But Gallup disagrees. They have Rudy in the lead at 30 percent with Thompson a distant second at 22 percent. They show McCain still in contention in third place with 18 percent of the vote. Gallup has Mitt Romney trailing badly with only 7 percent. Gallup's field dates were Sept. 14-16. Did the world change dramatically in the weeks between them? No way. The polls just disagree.

The difference is the screening process. It is very, very difficult to predict who will vote in Republican primaries such as those in New Hampshire and Michigan. It is even harder to tell who will participate in caucuses in Iowa. Yet the ability to predict who will vote and who won't is pivotal to an accurate reading of the likely outcome.

We won't know who is right and who is wrong until the votes are actually cast. And then it will be too late.

Rasmussen has a tighter screen than Gallup for Republican primary voters. When I asked Scott Rasmussen about the differences between his polls and those of Gallup, he answered, "I screen for likely primary voters." Gallup's screen is looser and lets in more voters.

So who is right? Neither or both, depending on how you look at it. Gallup is betting that voters have not yet focused on the primaries and have not decided whether they will vote or stay home. Rasmussen is hoping that they have decided already whether or not to vote and can accurately predict their behavior in January even though it is only October.

To make things more complicated, both Iowa and New Hampshire permit independents to vote in either party primary, making the process three-dimensional. Voters in the Republican primary not only have to decide whether to back Rudy or Thompson or McCain or Romney (or, in Iowa, Huckabee) but must also figure out if they would rather vote for one of the Republicans or go into the Democratic primary to vote against Hillary. Tough choice! Tougher prediction!

The conventional wisdom is with Gallup. Five months before a caucus, one's voter screen should be loose, since who is paying attention this early? By prematurely screening out voters who don't yet know who is running, the argument goes, one is blinding oneself to the real results, which will only be apparent once the poorly educated voters decide to participate.

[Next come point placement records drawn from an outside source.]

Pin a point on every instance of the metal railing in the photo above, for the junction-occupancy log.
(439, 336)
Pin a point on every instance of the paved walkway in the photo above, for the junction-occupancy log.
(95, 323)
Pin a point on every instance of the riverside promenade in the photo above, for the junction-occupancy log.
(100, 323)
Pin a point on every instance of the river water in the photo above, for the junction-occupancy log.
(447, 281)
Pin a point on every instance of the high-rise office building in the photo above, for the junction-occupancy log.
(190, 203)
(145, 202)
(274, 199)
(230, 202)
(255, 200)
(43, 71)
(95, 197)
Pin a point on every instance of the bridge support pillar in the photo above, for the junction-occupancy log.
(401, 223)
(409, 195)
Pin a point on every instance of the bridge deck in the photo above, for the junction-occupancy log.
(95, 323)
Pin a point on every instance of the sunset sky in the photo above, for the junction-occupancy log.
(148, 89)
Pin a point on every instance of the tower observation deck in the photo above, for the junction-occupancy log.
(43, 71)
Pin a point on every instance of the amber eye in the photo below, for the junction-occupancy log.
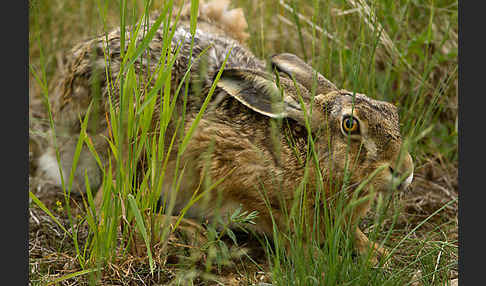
(350, 125)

But my money's on Rasmussen. Why?

Iowa is a caucus state, so a really tight screen is appropriate. If you are going to sit for three hours in a meeting in January to vote, you probably know in September that you are going to do it.

The race started nine months ago. This unusually early starting gate suggests that voters probably know a lot about the race very early on. With one-third of Americans getting their news from cable TV, all the likely voters are already players in the process and should know if they are going to vote or not.

With Hillary running, voters probably have a pretty good idea of what they are going to do. With Hillary polarizing voters as sharply as she does, voters probably already know in which primary they are planning to participate.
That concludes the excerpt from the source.